All in all, it is time for the German to leave. Whilst his contribution to the club (which ended a nine-year trophy drought) cannot be understated, it seems he is more of a liability than an asset, and an expensive one at that.
Mesut Özil wins this battle against Arsenal and it’s not even close. Arsenal have lost the best creative player they’ve had since Santi Cazorla. Mesut Özil should go down as having a good era at Arsenal, especially when you consider the mess he entered. His arrival stemmed the tide of the Gunners constantly missing out on big stars and letting their big stars go on the cheap after the previous summer’s sale of one flying Dutchman.
Despite suffering only a few injuries in his time, only two seasons did he feature in 30+ league matches, where he’d previously featured that many times in every campaign since coming out of his teenage years. Since his exile, it’s become clear that his creativity has been missed, especially during “Project Restart”.
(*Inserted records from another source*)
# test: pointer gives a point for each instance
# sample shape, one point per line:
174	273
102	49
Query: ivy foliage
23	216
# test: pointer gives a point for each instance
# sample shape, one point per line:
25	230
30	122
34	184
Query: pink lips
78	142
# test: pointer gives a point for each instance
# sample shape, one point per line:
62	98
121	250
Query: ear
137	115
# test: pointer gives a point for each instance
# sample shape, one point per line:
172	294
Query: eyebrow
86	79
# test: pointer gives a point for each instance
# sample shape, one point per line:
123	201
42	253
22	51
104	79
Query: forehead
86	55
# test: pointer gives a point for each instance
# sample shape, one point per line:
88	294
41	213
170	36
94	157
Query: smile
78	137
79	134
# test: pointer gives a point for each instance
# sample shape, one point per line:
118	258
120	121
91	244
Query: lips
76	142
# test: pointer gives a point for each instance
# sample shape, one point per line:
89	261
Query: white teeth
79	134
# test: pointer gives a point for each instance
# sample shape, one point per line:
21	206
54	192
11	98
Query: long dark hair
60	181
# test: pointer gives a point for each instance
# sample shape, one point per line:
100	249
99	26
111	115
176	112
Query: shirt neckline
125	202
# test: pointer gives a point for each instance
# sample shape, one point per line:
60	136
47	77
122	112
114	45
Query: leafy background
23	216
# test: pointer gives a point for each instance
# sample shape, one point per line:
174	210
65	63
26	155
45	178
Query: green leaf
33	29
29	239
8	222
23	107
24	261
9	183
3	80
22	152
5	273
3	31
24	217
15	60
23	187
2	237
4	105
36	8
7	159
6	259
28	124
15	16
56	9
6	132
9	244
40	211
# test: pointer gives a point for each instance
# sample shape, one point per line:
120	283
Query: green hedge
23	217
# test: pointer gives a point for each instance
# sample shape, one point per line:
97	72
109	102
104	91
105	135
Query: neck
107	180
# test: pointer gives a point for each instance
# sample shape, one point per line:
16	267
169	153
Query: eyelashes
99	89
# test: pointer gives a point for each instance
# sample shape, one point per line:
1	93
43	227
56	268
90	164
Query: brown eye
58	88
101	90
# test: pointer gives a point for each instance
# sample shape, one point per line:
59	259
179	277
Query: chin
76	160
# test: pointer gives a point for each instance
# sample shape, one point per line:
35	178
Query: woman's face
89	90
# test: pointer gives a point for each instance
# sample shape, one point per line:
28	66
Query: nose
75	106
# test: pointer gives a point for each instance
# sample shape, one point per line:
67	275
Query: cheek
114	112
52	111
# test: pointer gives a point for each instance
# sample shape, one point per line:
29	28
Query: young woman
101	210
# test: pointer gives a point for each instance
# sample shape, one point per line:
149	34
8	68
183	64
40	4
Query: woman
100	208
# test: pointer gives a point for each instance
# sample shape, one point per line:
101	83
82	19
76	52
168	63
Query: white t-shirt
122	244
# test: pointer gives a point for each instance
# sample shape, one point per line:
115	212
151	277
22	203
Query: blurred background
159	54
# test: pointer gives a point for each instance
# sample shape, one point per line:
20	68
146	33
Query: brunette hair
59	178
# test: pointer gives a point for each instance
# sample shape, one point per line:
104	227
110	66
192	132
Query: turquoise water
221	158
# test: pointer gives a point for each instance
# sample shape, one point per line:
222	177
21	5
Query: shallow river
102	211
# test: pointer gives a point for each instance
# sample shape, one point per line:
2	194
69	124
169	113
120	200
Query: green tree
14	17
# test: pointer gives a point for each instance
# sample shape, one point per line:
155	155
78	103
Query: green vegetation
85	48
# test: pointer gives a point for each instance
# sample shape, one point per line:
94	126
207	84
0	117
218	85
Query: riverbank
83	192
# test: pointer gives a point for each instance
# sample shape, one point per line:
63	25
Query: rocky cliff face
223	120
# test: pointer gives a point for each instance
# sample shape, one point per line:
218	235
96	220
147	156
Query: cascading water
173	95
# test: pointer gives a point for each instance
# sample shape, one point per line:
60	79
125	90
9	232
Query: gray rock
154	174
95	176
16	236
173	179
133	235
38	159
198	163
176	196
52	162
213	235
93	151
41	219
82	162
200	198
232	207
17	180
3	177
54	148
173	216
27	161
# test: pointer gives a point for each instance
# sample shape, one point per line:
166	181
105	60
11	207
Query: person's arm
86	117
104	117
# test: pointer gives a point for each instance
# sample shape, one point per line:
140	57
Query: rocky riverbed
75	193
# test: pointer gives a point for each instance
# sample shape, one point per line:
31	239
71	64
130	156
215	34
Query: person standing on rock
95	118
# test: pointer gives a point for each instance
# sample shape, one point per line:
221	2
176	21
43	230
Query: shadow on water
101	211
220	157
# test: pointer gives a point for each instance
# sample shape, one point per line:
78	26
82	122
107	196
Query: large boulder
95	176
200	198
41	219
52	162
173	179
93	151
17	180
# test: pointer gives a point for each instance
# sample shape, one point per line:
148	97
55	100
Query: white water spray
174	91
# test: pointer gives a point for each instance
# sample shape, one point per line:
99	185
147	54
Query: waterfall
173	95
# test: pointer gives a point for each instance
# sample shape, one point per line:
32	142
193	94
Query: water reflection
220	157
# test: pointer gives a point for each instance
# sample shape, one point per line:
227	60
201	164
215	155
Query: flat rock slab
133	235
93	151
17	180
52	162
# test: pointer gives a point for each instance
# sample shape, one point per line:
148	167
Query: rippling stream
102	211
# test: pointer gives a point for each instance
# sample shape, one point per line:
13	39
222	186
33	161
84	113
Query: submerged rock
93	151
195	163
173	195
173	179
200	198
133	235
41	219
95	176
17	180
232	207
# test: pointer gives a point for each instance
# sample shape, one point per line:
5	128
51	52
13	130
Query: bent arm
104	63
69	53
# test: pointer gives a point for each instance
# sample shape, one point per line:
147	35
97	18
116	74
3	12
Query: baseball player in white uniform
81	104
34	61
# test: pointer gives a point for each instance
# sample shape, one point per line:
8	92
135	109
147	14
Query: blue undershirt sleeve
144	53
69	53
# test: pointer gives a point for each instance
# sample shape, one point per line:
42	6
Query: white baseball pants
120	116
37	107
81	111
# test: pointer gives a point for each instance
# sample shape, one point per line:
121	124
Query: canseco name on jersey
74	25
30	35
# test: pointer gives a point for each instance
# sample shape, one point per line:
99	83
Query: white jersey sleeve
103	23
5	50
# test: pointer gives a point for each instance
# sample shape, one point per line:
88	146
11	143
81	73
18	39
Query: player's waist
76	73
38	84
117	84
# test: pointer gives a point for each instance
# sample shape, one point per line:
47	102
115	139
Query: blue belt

Mesut was great, but we “what if”
When the Turkish-born German international was bought on transfer deadline day in 2013, the excitement was palpable across the country, because not only did Arsenal break their transfer record by more than £24m, but they had acquired one of the most creative playmakers in the world. His quality could not be denied, especially as a year on he played a crucial role in Germany winning the world cup for the first time since 1990.
The Gunners thought they’d won the lottery, but just over seven years later, his departure leaves us with more questions:
What if Arsenal had a proven 20+ goalscoring centre forward in his peak era?
What if Arsene Wenger resigned after missing out on the title in 2016?
What if the team was properly built around him?
All can only be speculated now, but one thing for sure as an offensive threat, definitely one of Arsenal’s most creative players in the 21st century.